Azeri Human Rights Violations Highlighted in State Department Report
Secretary of State Antony J. Blinken released the Department of State’s “2020 Country Reports on Human Rights Practices” on March 30, 2021.
The report highlights Azerbaijan’s significant “human rights issues” including: “unlawful or arbitrary killing; torture; arbitrary detention; harsh and sometimes life-threatening prison conditions; political prisoners; arbitrary interference with privacy; politically motivated reprisal against individuals outside the country; pervasive problems with the independence of the judiciary; heavy restrictions on free expression, the press, and the internet, including violence against journalists, the criminalization of libel and slander, harassment and incarceration of journalists on questionable charges, and blocking of websites; substantial interference with the rights of peaceful assembly and freedom of association; restrictions on freedom of movement; severe restrictions on political participation; systemic government corruption; police brutality against individuals based on sexual orientation; and existence of the worst forms of child labor.”

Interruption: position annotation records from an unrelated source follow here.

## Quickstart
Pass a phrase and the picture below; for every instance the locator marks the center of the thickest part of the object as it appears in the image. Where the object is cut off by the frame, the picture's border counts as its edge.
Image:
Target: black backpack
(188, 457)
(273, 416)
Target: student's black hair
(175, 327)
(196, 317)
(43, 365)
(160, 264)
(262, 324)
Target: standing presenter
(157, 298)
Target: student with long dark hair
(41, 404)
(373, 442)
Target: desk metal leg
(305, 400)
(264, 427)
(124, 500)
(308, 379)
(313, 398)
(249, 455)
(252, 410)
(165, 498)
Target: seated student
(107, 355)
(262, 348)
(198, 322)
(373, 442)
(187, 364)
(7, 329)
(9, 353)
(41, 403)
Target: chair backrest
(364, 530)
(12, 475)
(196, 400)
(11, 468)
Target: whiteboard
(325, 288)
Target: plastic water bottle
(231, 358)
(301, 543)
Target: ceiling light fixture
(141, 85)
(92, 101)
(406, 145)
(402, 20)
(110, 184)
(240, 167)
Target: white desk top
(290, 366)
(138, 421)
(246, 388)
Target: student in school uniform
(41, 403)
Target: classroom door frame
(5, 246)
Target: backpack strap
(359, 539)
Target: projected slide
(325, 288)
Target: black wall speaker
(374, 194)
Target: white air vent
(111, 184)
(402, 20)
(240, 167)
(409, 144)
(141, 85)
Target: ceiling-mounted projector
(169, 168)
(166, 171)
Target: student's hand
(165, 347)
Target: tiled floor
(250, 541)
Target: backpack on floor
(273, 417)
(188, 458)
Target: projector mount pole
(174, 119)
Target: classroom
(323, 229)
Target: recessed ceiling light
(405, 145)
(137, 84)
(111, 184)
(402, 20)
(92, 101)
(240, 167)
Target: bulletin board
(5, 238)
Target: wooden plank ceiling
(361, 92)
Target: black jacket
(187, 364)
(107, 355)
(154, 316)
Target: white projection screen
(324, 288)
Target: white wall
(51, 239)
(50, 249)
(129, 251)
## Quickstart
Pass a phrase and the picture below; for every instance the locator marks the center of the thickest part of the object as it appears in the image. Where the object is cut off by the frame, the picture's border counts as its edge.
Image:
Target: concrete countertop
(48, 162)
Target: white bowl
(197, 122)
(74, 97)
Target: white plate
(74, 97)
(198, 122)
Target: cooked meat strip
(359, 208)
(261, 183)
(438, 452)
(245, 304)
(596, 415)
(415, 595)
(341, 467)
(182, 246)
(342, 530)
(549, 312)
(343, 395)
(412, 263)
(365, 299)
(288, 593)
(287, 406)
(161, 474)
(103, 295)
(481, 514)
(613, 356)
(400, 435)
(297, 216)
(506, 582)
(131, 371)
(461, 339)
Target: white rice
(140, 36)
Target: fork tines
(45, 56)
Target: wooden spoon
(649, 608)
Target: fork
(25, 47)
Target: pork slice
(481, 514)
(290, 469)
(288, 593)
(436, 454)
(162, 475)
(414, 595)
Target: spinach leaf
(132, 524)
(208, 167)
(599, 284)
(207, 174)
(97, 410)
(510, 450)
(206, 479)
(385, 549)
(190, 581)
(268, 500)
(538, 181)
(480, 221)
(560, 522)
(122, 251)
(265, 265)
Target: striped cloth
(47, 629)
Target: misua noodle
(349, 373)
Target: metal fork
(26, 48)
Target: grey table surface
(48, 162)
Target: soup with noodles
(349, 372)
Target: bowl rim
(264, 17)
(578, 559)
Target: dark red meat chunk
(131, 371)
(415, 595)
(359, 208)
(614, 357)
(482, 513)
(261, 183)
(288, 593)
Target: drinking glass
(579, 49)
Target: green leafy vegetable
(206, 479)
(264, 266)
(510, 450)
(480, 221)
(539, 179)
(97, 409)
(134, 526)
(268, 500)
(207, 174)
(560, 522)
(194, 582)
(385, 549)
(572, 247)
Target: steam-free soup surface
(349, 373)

The report emphasizes “significant human rights issues connected with the Nagorno-Karabakh [Artsakh] armed conflict included unlawful killings, civilian casualties, and inhuman treatment.”
The report points out the Azerbaijani regime who instigated the war on Artsakh and promoted such actions failed to “prosecute or punish the majority of officials who committed human rights abuses; impunity remained a problem.”
The annual Country Reports on Human Rights Practices – the Human Rights Reports – cover internationally recognized individual, civil, political, and worker rights, as set forth in the Universal Declaration of Human Rights and other international agreements. The U.S. Department of State submits reports on all countries receiving assistance and all United Nations member states to the U.S. Congress in accordance with the Foreign Assistance Act of 1961 and the Trade Act of 1974.